We should be convinced, however, about these two truths that are mutually dependent on each other: (1) Each one of us has his own way of praying that is strictly his own. (2) Any method of prayer (vocal or mental, ordinary or extraordinary) is not in itself better than any other type. The best method of prayer for me is determined by this particular time, these particular circumstances where I find myself. A simple “cry” toward the Lord, in the way the sick and poor of the Gospel cried, can be better for me, here, at this particular moment, than the most perfect ecstasy (Rom 8:26-27).
The purpose of prayer is to find God at the place where God wants to meet us—in our heart, as the term is used in the Bible, that is, in that secret place of ourselves that is the source of our particular personality, the place where the decisions in our lives are formed and where our destiny is hammered out. Like the high priest in the temple at Jerusalem, the only one who can enter into this “holy of holies” to converse alone with God is oneself.
Every prayer, irrespective of its form, ought to have its origin in the Word of God and its effect in a greater love of God. This is the reason why it is so important to read or call to mind a Biblical text at the beginning of the Exercise and why we must ask God …for his light really to understand it and to gather fruit from it. No prayer is a good prayer unless it is made in Spiritu Sancto: “No one can come to me unless by the Father, who sent me” (John 6:44).
The Exercise proper — meditation, contemplation, application of senses, etc. — will never be more than a deepening of the mystery spoken about in our Biblical text.
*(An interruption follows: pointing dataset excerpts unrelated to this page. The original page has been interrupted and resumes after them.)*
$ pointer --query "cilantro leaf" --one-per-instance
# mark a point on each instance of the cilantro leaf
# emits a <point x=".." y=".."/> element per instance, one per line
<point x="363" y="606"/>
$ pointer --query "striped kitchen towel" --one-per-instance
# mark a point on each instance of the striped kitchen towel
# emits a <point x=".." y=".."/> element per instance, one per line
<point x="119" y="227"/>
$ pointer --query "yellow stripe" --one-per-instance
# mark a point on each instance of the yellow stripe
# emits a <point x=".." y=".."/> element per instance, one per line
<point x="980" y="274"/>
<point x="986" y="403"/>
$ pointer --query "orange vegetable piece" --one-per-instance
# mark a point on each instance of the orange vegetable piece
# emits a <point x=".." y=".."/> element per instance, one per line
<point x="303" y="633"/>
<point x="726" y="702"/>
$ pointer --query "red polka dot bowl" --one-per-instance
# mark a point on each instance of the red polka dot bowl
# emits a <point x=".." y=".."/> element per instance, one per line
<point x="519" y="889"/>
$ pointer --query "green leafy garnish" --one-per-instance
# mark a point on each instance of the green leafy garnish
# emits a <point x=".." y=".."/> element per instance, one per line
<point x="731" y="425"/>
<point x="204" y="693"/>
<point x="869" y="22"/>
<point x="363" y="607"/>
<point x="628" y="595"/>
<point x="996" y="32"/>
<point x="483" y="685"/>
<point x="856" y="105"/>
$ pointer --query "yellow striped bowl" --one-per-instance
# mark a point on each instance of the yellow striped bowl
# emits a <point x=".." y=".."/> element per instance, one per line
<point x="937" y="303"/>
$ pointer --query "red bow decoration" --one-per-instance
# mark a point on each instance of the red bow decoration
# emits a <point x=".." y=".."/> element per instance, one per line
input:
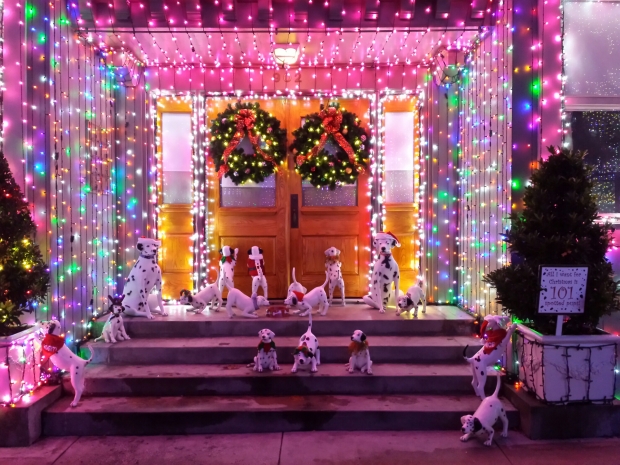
<point x="331" y="121"/>
<point x="245" y="119"/>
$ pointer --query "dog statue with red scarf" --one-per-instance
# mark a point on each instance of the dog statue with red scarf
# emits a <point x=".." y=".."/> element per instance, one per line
<point x="495" y="338"/>
<point x="384" y="273"/>
<point x="256" y="268"/>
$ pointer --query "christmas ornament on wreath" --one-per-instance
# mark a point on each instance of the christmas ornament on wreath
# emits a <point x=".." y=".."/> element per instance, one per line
<point x="268" y="140"/>
<point x="341" y="130"/>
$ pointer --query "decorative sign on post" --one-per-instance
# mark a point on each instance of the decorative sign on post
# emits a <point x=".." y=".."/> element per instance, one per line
<point x="562" y="291"/>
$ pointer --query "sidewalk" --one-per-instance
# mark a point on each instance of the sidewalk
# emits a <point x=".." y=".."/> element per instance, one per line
<point x="314" y="448"/>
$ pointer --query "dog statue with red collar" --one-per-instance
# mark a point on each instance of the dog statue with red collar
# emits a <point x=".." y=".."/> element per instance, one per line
<point x="495" y="339"/>
<point x="256" y="268"/>
<point x="384" y="273"/>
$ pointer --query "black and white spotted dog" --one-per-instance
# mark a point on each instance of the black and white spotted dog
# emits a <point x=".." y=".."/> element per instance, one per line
<point x="266" y="359"/>
<point x="384" y="273"/>
<point x="227" y="268"/>
<point x="114" y="328"/>
<point x="144" y="277"/>
<point x="333" y="265"/>
<point x="484" y="419"/>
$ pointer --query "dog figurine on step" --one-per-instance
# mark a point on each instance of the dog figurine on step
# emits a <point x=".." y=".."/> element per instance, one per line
<point x="483" y="420"/>
<point x="227" y="268"/>
<point x="266" y="359"/>
<point x="114" y="328"/>
<point x="53" y="348"/>
<point x="307" y="354"/>
<point x="256" y="268"/>
<point x="334" y="272"/>
<point x="414" y="295"/>
<point x="495" y="339"/>
<point x="360" y="354"/>
<point x="384" y="273"/>
<point x="144" y="277"/>
<point x="207" y="296"/>
<point x="248" y="305"/>
<point x="305" y="302"/>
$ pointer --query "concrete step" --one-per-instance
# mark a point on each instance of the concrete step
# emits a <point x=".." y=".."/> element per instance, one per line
<point x="241" y="350"/>
<point x="438" y="320"/>
<point x="100" y="416"/>
<point x="237" y="380"/>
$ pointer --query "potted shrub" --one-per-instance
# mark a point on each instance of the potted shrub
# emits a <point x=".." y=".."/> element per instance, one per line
<point x="559" y="226"/>
<point x="24" y="281"/>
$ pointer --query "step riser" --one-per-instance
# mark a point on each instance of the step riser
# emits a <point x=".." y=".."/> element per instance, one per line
<point x="294" y="326"/>
<point x="278" y="386"/>
<point x="122" y="424"/>
<point x="242" y="355"/>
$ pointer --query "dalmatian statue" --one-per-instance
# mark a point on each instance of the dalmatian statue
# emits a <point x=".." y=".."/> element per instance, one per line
<point x="384" y="273"/>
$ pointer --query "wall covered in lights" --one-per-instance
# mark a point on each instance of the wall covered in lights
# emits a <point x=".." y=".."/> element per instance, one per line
<point x="485" y="120"/>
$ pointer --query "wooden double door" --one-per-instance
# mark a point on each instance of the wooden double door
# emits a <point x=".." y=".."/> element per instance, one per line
<point x="292" y="222"/>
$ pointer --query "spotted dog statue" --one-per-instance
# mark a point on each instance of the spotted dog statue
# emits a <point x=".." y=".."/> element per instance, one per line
<point x="227" y="268"/>
<point x="143" y="277"/>
<point x="256" y="268"/>
<point x="53" y="348"/>
<point x="483" y="420"/>
<point x="114" y="328"/>
<point x="266" y="359"/>
<point x="359" y="354"/>
<point x="307" y="354"/>
<point x="495" y="339"/>
<point x="384" y="273"/>
<point x="411" y="299"/>
<point x="333" y="267"/>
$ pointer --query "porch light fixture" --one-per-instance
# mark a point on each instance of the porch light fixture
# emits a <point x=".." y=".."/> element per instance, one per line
<point x="286" y="54"/>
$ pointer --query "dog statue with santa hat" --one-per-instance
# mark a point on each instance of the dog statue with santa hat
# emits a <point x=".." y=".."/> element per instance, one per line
<point x="256" y="268"/>
<point x="384" y="273"/>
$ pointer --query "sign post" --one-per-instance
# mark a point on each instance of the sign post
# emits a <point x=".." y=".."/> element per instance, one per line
<point x="562" y="291"/>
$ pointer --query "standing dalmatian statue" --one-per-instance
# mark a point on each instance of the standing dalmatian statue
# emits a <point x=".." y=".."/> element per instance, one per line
<point x="256" y="268"/>
<point x="143" y="277"/>
<point x="384" y="273"/>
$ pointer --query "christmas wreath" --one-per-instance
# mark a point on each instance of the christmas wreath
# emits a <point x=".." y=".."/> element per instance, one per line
<point x="342" y="129"/>
<point x="264" y="133"/>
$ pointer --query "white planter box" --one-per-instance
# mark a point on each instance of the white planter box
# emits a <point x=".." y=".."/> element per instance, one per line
<point x="20" y="371"/>
<point x="565" y="369"/>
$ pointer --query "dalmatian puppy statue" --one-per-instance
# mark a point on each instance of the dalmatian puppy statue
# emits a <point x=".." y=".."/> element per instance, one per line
<point x="256" y="268"/>
<point x="143" y="277"/>
<point x="248" y="305"/>
<point x="266" y="359"/>
<point x="414" y="295"/>
<point x="307" y="354"/>
<point x="360" y="354"/>
<point x="305" y="302"/>
<point x="227" y="268"/>
<point x="114" y="328"/>
<point x="295" y="286"/>
<point x="333" y="267"/>
<point x="53" y="348"/>
<point x="495" y="338"/>
<point x="207" y="296"/>
<point x="483" y="420"/>
<point x="384" y="273"/>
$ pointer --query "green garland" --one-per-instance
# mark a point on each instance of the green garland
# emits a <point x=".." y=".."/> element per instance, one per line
<point x="239" y="166"/>
<point x="325" y="169"/>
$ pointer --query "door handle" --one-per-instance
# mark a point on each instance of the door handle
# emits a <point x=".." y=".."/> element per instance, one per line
<point x="294" y="211"/>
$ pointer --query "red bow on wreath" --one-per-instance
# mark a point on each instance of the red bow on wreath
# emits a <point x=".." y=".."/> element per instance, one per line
<point x="331" y="121"/>
<point x="245" y="125"/>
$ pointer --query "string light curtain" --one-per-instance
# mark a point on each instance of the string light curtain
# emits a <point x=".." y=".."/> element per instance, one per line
<point x="485" y="187"/>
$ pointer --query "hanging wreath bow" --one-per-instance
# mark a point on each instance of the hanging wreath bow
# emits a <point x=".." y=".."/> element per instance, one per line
<point x="231" y="127"/>
<point x="324" y="169"/>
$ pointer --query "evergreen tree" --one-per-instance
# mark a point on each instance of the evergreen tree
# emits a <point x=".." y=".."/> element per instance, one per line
<point x="557" y="227"/>
<point x="24" y="277"/>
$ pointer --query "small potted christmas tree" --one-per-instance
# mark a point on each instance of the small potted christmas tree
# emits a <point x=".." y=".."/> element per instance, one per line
<point x="559" y="226"/>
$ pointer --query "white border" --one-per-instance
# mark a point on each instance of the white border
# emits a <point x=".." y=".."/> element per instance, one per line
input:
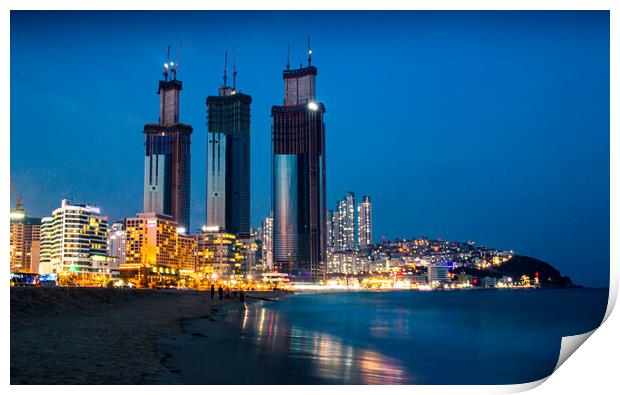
<point x="593" y="371"/>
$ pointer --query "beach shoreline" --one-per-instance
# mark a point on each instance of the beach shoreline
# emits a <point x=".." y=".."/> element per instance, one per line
<point x="65" y="335"/>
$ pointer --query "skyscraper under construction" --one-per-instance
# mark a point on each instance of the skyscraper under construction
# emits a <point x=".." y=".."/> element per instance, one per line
<point x="167" y="160"/>
<point x="228" y="159"/>
<point x="298" y="176"/>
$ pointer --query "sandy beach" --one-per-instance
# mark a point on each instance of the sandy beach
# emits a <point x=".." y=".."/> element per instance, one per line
<point x="99" y="335"/>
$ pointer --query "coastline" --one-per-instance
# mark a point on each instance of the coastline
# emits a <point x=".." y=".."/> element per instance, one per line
<point x="221" y="333"/>
<point x="102" y="334"/>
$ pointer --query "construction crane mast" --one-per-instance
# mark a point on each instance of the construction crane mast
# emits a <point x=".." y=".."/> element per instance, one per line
<point x="19" y="203"/>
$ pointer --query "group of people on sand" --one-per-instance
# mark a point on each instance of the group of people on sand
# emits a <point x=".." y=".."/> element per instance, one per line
<point x="221" y="294"/>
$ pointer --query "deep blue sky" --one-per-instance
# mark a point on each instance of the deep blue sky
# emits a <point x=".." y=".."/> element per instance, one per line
<point x="485" y="126"/>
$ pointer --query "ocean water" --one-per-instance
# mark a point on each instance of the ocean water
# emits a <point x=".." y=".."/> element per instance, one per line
<point x="409" y="337"/>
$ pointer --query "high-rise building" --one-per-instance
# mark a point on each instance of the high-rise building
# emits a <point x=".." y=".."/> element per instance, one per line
<point x="329" y="228"/>
<point x="151" y="242"/>
<point x="25" y="234"/>
<point x="337" y="242"/>
<point x="186" y="253"/>
<point x="298" y="177"/>
<point x="215" y="253"/>
<point x="364" y="227"/>
<point x="266" y="238"/>
<point x="167" y="161"/>
<point x="117" y="241"/>
<point x="74" y="241"/>
<point x="344" y="223"/>
<point x="228" y="160"/>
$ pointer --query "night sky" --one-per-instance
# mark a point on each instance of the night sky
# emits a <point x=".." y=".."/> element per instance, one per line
<point x="484" y="126"/>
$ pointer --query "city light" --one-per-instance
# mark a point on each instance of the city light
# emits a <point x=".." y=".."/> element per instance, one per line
<point x="17" y="215"/>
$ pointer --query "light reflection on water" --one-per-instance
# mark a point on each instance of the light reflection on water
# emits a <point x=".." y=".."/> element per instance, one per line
<point x="328" y="357"/>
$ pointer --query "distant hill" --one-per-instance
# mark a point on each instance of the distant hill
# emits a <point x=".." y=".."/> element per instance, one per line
<point x="519" y="265"/>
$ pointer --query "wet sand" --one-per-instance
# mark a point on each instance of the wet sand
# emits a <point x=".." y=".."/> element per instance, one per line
<point x="214" y="351"/>
<point x="100" y="335"/>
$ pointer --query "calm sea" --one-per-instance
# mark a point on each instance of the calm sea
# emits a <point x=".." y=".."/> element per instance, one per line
<point x="409" y="337"/>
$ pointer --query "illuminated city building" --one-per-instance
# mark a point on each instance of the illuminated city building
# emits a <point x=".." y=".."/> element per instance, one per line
<point x="186" y="253"/>
<point x="298" y="177"/>
<point x="24" y="241"/>
<point x="151" y="242"/>
<point x="329" y="228"/>
<point x="215" y="252"/>
<point x="345" y="222"/>
<point x="228" y="160"/>
<point x="364" y="227"/>
<point x="74" y="241"/>
<point x="117" y="241"/>
<point x="167" y="158"/>
<point x="438" y="273"/>
<point x="266" y="238"/>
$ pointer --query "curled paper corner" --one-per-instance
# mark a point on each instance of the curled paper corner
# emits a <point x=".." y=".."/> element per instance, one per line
<point x="569" y="345"/>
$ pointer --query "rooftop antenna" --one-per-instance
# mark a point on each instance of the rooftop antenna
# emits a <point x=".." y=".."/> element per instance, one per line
<point x="225" y="66"/>
<point x="174" y="66"/>
<point x="234" y="71"/>
<point x="288" y="58"/>
<point x="19" y="202"/>
<point x="309" y="52"/>
<point x="166" y="65"/>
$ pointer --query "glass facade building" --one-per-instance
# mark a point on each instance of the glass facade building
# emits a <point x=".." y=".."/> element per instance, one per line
<point x="228" y="162"/>
<point x="364" y="228"/>
<point x="167" y="162"/>
<point x="298" y="178"/>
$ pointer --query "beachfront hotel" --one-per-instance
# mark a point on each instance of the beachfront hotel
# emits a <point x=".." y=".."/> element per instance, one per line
<point x="216" y="253"/>
<point x="25" y="241"/>
<point x="74" y="242"/>
<point x="151" y="243"/>
<point x="298" y="177"/>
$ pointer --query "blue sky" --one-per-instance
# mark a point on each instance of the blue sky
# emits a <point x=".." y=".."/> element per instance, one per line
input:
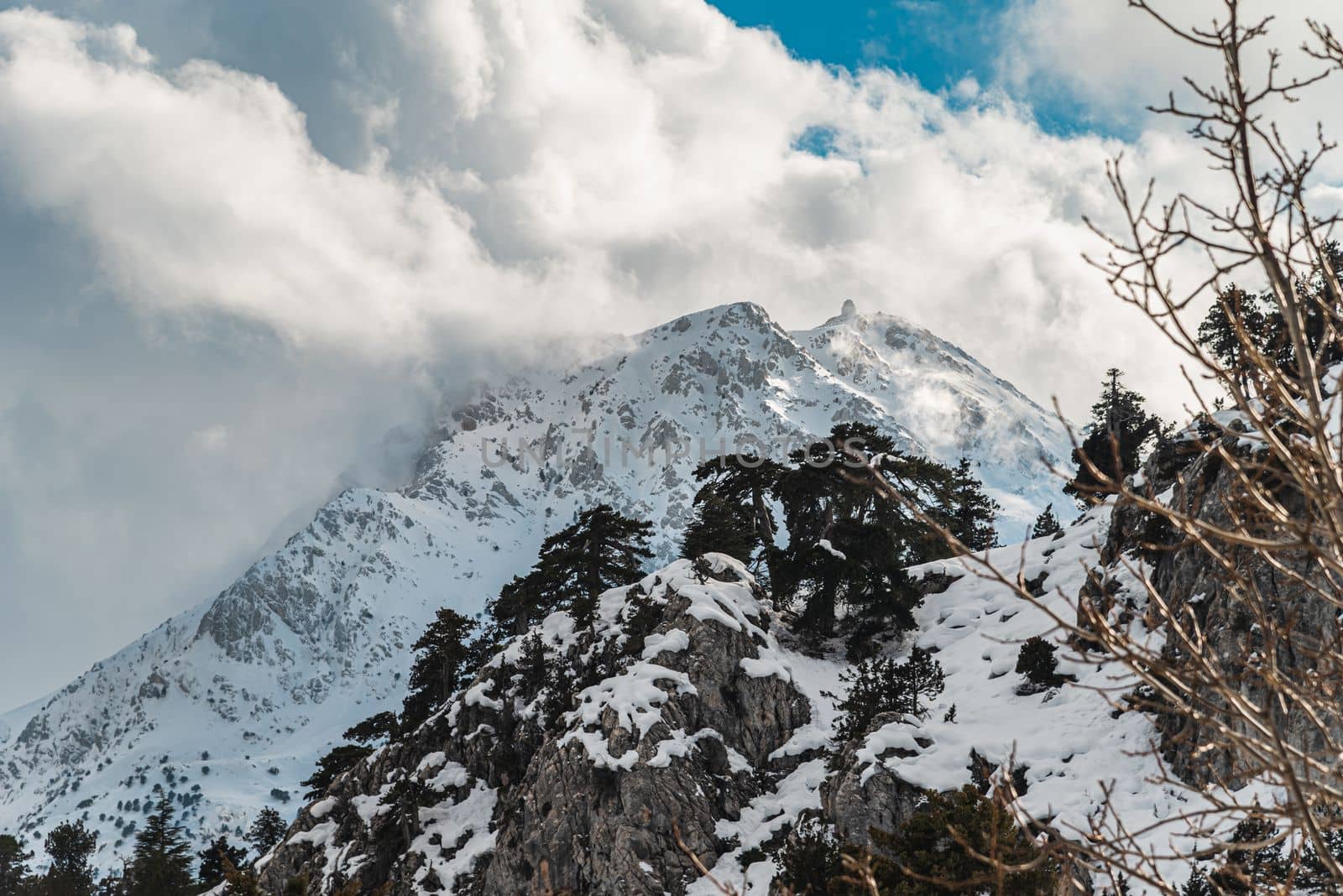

The Fathers of the Church, commenting on Jacob’s ladder, have already told us that every such exercise is a rung in the Scala Christi, the “Ladder of Christ”, the summit of which is God himself.
Every Scriptural text should be approached, in all freedom, with the sole concern formulated this way by an old exegete: Te totum applica ad textum, rem totam applica ad te (Devote your whole self to the text, and its whole matter to yourself).
The sole criterion for the worth of a person’s prayer is that after finishing it, he ought to live more fully the life of Christ, according to St. Paul’s words: “For me to live is Christ.” Are my faith, my hope, and my charity stronger after my prayer? Yes? Then all was well with my prayer, even if it was dry, distracted, or dreary.